The sources stressed that the raid targeted a metal workshop to the north west of Rafah in an area called Khirbat Al-Adas. They said that the warplanes fired two missiles at the workshop, wounding the citizens and completely destroying it.
• Israeli gunboats kidnap four Palestinian fishermen at sea
Israeli navy gunboats intercepted a Palestinian fishing boat off the coast of Gaza before midnight Sunday and kidnapped all four fishermen on board including two brothers. The navy gunboats chased the fishing boat and forced it to stop before taking away the four fishermen.
• The latest updates in the Gaza Strip
Israel launched several air strikes in the last 24 hours on the Gaza Strip, targeting civilian facilities, a police station and open lands. 16 Palestinians, most of them kids, were killed and some 73 were injured. One of the latest victim is a 4-year old boy named Ali-Moataz Alshawaf from Khanyounis city.
Three people were injured when Israel targeted a civilian car in Al-Zaytoun.
• WATCH: IOF night raids on two Palestinian villages in the West Bank
The Palestinian village of Nabi Saleh was raided last Sunday by the IOF. Nabi Saleh, which has been conducting weekly nonviolent demonstrations since the end of 2009 against Israel’s occupation and the encroaching settlement of Halamish, has been the target of repeated night raids over the last two years.
• Jerusalem mosque attacked by settlers
Extremist settlers set fire at dawn Tuesday to the Grand Mosque of Jaba village northeast of occupied Jerusalem, causing considerable material damage. Quds Press quoted Abudulkarem Bisharat, head of the municipal council in Jaba, as saying that settlers at one o'clock in the morning carried out an arson attack on the Grand Mosque in the village.
He said the settlers who carried out the attack wrote racist slurs and their usual gang signature, "the price tag," on the Mosque's wall.
• Jerusalemites confront Israeli raid on Aisawiye
Israeli occupation forces stormed the town of Aisawiye to the north east of occupied Jerusalem on Monday and were confronted by inhabitants.
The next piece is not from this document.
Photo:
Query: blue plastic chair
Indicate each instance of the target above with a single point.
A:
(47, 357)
Local sources said that young men threw stones at the invading troops, who fired rubber bullets and stun grenades in a bid to disperse them.
• Israeli army OK’s attack dogs as ‘non-lethal weapons’
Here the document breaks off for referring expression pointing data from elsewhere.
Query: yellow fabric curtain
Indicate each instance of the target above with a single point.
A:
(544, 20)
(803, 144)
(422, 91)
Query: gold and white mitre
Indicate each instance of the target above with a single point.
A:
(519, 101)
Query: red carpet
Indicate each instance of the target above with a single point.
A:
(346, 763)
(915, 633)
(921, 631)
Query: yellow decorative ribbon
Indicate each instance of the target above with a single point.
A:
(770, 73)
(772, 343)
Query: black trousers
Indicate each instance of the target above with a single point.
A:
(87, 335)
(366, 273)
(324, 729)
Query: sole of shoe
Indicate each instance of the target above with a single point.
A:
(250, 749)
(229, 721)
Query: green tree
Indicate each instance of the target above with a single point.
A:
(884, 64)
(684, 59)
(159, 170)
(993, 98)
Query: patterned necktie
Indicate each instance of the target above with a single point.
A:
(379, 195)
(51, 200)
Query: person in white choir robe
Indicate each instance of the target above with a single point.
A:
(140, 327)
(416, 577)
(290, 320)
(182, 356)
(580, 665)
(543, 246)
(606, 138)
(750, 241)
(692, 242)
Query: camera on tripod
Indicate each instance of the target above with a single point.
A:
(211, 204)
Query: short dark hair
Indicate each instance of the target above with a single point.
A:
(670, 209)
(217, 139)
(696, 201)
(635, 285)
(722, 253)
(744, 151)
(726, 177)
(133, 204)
Despite reports Thursday that the Israeli Defense Forces suspended its use of attack dogs against Palestinians, the military declared they will continue to use the live animals as "non-lethal weapons." The review was prompted after an incident last March when an army dog wrangled the arm of Ahmad Shtawi for 10-minutes, locking his jaw on the Palestinian protester and causing him to be hospitalized.
• Palestinian footballer ends his 95-day hunger strike
Mahmoud Sarsak, the Palestinian national footballer player who gathered worldwide attention with a three-month hunger strike that brought him to the brink of death, is to be freed by Israel on 10 July, the Associated Press quoted his lawyer as saying:
A lawyer for an imprisoned Palestinian soccer player who has been on a hunger strike for more than three months says his client has agreed to resume eating and will be released July 10 in a deal with Israel.
The attorney, Mohammed Jabareen, spoke Monday after the deal was struck at an Israeli prison clinic.